Luckin Coffee

Restructuring after financial injection

The Chinese coffee bar chain has received fresh money. Part of it will go to the US Securities and Exchange Commission.
The Chinese coffee bar chain has received fresh money. Part of it will go to the US Securities and Exchange Commission.

The Chinese coffee bar chain plans to use part of the US$250m to settle its debt with the US Securities and Exchange Commission (SEC). US$240m came from Centurium Capital and US$10m from Joy Capital, both private investment firms based in China and existing Luckin Coffee shareholders.

This is to pay the $180 million fine agreed with the Securities and Exchange Commission. According to the World Coffee Portal by market researchers Allegra Strategies, London, Luckin Coffee closed a net 235 stores in China during 2020, leaving it operating around 4,270 locations. The brand thus retains a nearly 20 percent share of the Chinese coffee bar brand market.

According to a Luckin Coffee press release, both investors could provide an additional $150 million "under certain circumstances." Luckin Coffee filed for bankruptcy in the U.S. in February 2021. The company also plans to use the new investment to further expand its core coffee business.

"Today, we have a new leadership team and a viable plan to return Luckin Coffee to growth and value creation. The Board of Directors and management team believe that the restructuring is in the best interest of the company and its stakeholders," shared Dr. Jinyi Guo, Chairman and CEO of Luckin Coffee. The statement also said that all stores "will remain open for business." Luckin Coffee is considered the fiercest competitor to Starbucks. The world leader in coffee bars is focusing most of its expansion on the U.S. home market and Asia.

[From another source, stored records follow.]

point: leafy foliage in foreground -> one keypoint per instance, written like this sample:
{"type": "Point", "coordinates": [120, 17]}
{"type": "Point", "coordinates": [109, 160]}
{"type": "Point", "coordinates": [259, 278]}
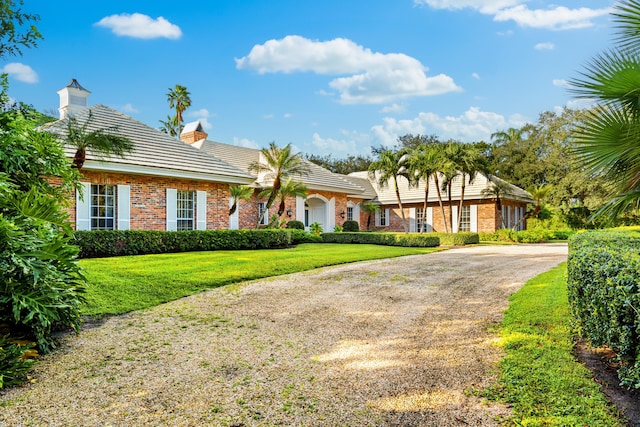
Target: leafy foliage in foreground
{"type": "Point", "coordinates": [604, 295]}
{"type": "Point", "coordinates": [122, 284]}
{"type": "Point", "coordinates": [540, 377]}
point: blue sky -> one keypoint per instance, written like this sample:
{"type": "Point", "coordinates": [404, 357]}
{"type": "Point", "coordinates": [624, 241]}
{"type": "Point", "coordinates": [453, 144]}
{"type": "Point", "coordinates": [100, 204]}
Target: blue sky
{"type": "Point", "coordinates": [330, 77]}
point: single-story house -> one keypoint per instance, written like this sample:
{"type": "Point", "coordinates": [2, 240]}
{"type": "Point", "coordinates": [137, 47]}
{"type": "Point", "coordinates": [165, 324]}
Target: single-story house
{"type": "Point", "coordinates": [170, 184]}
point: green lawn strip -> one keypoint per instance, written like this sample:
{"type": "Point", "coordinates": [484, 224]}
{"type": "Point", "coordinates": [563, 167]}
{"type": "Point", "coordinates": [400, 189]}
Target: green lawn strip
{"type": "Point", "coordinates": [540, 378]}
{"type": "Point", "coordinates": [122, 284]}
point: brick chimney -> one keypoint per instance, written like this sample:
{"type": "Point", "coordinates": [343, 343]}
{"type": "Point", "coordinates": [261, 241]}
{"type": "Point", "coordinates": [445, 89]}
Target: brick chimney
{"type": "Point", "coordinates": [193, 132]}
{"type": "Point", "coordinates": [73, 98]}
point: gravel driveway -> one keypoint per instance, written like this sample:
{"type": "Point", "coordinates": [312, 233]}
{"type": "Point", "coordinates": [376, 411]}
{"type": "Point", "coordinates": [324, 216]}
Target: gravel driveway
{"type": "Point", "coordinates": [397, 342]}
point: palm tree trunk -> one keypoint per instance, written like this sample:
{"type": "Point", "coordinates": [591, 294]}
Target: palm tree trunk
{"type": "Point", "coordinates": [444, 218]}
{"type": "Point", "coordinates": [404, 221]}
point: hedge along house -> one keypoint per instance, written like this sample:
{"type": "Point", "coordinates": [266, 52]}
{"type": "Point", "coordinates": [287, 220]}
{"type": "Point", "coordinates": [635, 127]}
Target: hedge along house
{"type": "Point", "coordinates": [163, 184]}
{"type": "Point", "coordinates": [480, 213]}
{"type": "Point", "coordinates": [327, 201]}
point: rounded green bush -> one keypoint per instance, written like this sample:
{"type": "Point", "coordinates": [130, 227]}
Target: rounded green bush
{"type": "Point", "coordinates": [351, 226]}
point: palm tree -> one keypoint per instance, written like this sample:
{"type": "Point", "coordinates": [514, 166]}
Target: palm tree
{"type": "Point", "coordinates": [424, 163]}
{"type": "Point", "coordinates": [370, 208]}
{"type": "Point", "coordinates": [497, 190]}
{"type": "Point", "coordinates": [101, 142]}
{"type": "Point", "coordinates": [608, 139]}
{"type": "Point", "coordinates": [179, 99]}
{"type": "Point", "coordinates": [470, 162]}
{"type": "Point", "coordinates": [279, 165]}
{"type": "Point", "coordinates": [290, 188]}
{"type": "Point", "coordinates": [170, 126]}
{"type": "Point", "coordinates": [389, 166]}
{"type": "Point", "coordinates": [237, 193]}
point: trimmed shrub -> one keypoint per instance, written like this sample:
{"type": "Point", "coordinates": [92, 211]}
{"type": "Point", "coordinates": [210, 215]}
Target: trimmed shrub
{"type": "Point", "coordinates": [604, 295]}
{"type": "Point", "coordinates": [427, 240]}
{"type": "Point", "coordinates": [350, 226]}
{"type": "Point", "coordinates": [108, 243]}
{"type": "Point", "coordinates": [295, 225]}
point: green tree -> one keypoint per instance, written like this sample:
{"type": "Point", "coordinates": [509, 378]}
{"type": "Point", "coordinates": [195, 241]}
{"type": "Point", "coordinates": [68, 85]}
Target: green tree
{"type": "Point", "coordinates": [608, 140]}
{"type": "Point", "coordinates": [425, 162]}
{"type": "Point", "coordinates": [179, 99]}
{"type": "Point", "coordinates": [237, 193]}
{"type": "Point", "coordinates": [102, 142]}
{"type": "Point", "coordinates": [278, 166]}
{"type": "Point", "coordinates": [17, 29]}
{"type": "Point", "coordinates": [389, 166]}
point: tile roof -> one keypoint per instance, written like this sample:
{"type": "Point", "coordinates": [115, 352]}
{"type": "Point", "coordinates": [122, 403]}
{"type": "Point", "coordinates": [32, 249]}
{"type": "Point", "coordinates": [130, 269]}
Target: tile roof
{"type": "Point", "coordinates": [319, 178]}
{"type": "Point", "coordinates": [154, 153]}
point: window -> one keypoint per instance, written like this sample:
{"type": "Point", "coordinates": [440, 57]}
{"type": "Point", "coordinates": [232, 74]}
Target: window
{"type": "Point", "coordinates": [103, 207]}
{"type": "Point", "coordinates": [185, 204]}
{"type": "Point", "coordinates": [465, 222]}
{"type": "Point", "coordinates": [384, 221]}
{"type": "Point", "coordinates": [261, 208]}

Difficulties following accounting fraud

Luckin Coffee hit the headlines in April 2020 after it was revealed that its 2019 financial statements had been falsified by as much as 2.2 billion yuan ($340 million). This led to a series of high-profile layoffs at the coffee bar chain, including CEO Jenny Zhiya Qian and COO Jian Liu. In June 2020, the Xiamen-headquartered company was delisted from Nasdaq.

The brand's revolutionary e-commerce strategy, which revolves around app-enabled delivery, pickup and a virtual kitchen format, remains highly influential, according to World Coffee Portal, and has been adopted by coffee bar chains around the world trying to adapt to the challenges of the pandemic.